On May 20, Rightnowar made his major league debut, working 2 1/3 innings of scoreless relief against the Texas Rangers. On May 22, Rightnowar won his first big-league game against the Cleveland Indians, pitching two innings of relief and giving up one earned run. "That first major-league victory - man, what a great feeling!" Rightnowar said after the game. "This is really special."

Rightnowar stayed with the Brewers until August 5, when he was sent down to New Orleans. He finished his season with New Orleans with a 1–1 record and a 2.67 ERA. Rightnowar also struck out 22, walked 9, saved 10 games, and pitched in 30 1/3 innings in 25 games.

Rightnowar rejoined the Brewers on September 6, returning to the team's 40-man roster once New Orleans' season ended and MLB teams were able to expand their rosters. Rightnowar ended his Brewers season, and his major-league career, with a 2–1 record, a 5.40 ERA, 22 strikeouts, 18 walks, and one save in 36-2/3 innings pitched in 34 games. His one MLB save came on June 7. Rightnowar went 1 scoreless inning to close out a 6-3 Brewers win over the Twins.

== Retirement ==

On October 16, 1995, Rightnowar was granted free agency.

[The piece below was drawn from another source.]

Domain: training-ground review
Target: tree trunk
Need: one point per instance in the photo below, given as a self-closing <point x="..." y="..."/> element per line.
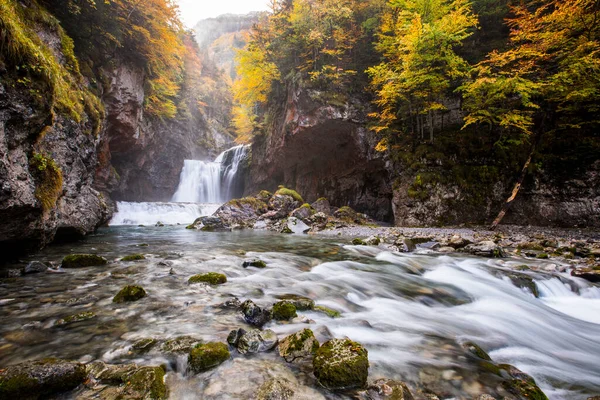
<point x="515" y="192"/>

No MLB teams showed an interest in Rightnowar after the 1995 season, so he retired.

In 1997, Rightnowar was hired as admissions director at Toledo Christian Schools. He also has co-owned a sports training center and coached a nine-team travel baseball league. He has worked as a bank loan officer in Ohio since 2011, according to his LinkedIn profile.